Researchers have identified genetic variations that may help signal which acute myeloid leukemia (AML) patients will benefit or not benefit from one of the newest antileukemic agents.
Researchers from the College of Pharmacy and Medical School working within the Masonic Cancer Center, University of Minnesota, have partnered for this study. Their study is published today in Clinical Cancer Research.
In the latest study, U of M researchers evaluated how inherited genetic polymorphisms in CD33, a protein that naturally occurs in most leukemia cells, could affect clinical outcomes of patients treated with an existing chemotherapy drug, gemtuzumab ozogamicin (GO), an immuno-conjugate between anti-CD33 antibody and a cytotoxin known as calicheamicin, which binds to CD33 on leukemic cells. As GO is internalized by leukemia cells, the cytotoxin is released, causing DNA damage and generating leukemic cell death.
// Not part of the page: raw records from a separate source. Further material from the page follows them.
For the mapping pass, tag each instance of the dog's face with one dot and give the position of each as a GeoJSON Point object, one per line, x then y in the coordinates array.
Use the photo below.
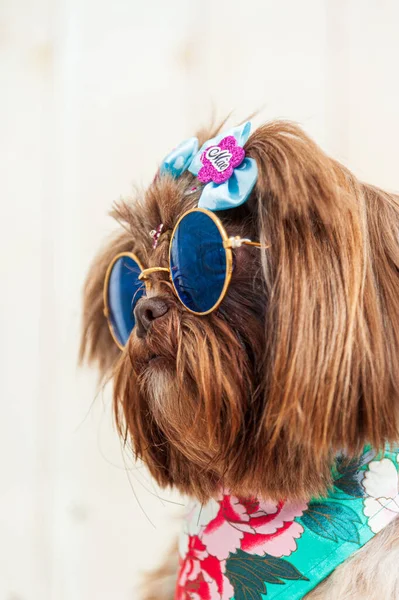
{"type": "Point", "coordinates": [296, 364]}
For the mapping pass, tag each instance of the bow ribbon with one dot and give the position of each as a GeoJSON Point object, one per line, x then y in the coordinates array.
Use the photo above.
{"type": "Point", "coordinates": [229, 176]}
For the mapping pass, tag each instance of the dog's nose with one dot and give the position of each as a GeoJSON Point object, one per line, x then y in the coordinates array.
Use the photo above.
{"type": "Point", "coordinates": [147, 311]}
Jatinder Lamba, Ph.D., and colleagues identified and evaluated three genetic variations of CD33 in two groups of patients with pediatric AML - one group that received the drug GO, and one group that did not. They found that specific genetic variation in CD33 that significantly affected the clinical outcome of AML patients who received GO based chemotherapy.
"Understanding how genetics play a role in how drugs work is extremely useful, particularly for a drug like GO which has shown a very heterogeneous response in AML patients," said Jatinder Lamba, Ph.D., the study's lead author and a researcher who holds appointments in both the College of Pharmacy and the Masonic Cancer Center, University of Minnesota. "Our latest findings lead us to believe that genetic variation in CD33 influences how AML patients' leukemic cell responds to GO."
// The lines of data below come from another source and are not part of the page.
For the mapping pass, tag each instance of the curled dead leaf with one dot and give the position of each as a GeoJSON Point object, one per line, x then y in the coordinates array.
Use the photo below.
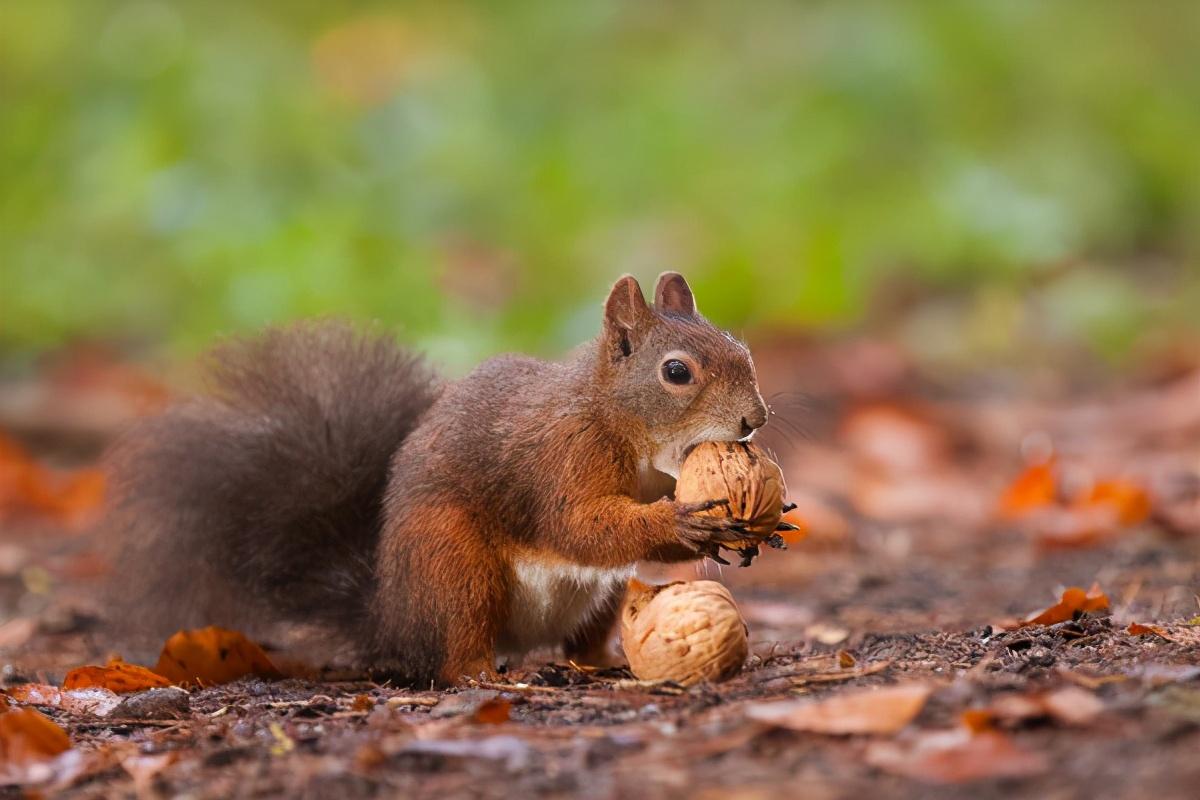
{"type": "Point", "coordinates": [1069, 705]}
{"type": "Point", "coordinates": [1141, 629]}
{"type": "Point", "coordinates": [871, 710]}
{"type": "Point", "coordinates": [118, 677]}
{"type": "Point", "coordinates": [1037, 487]}
{"type": "Point", "coordinates": [492, 711]}
{"type": "Point", "coordinates": [27, 737]}
{"type": "Point", "coordinates": [955, 756]}
{"type": "Point", "coordinates": [1128, 499]}
{"type": "Point", "coordinates": [211, 655]}
{"type": "Point", "coordinates": [93, 701]}
{"type": "Point", "coordinates": [1074, 601]}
AML is a cancer of the blood and bone marrow, and is the second most common form of leukemia in children. Though the most common type of treatment for AML is chemotherapy, Lamba says the disease remains hard to treat and newer, more effective therapies are needed.
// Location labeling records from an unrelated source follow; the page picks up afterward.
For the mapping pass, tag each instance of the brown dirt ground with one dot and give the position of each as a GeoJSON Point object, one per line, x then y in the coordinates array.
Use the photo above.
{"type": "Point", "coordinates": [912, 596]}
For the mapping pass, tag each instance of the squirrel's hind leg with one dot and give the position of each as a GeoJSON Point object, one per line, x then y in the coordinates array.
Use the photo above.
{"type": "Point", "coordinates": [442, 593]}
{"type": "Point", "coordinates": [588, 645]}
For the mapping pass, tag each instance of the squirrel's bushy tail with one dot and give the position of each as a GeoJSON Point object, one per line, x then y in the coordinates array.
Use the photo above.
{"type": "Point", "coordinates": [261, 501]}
"The overall goal of our study was to use genetic data to predict beneficial or adverse response to a specific drug, thus opening up opportunities to use this information for drug optimization to achieve maximum therapeutic efficacy and minimum toxicity. Our hope is that our research could serve as a marker of prognostic significance for clinicians to select the therapy that has the greatest odds of being effective for individual patients based on their CD33 genotype."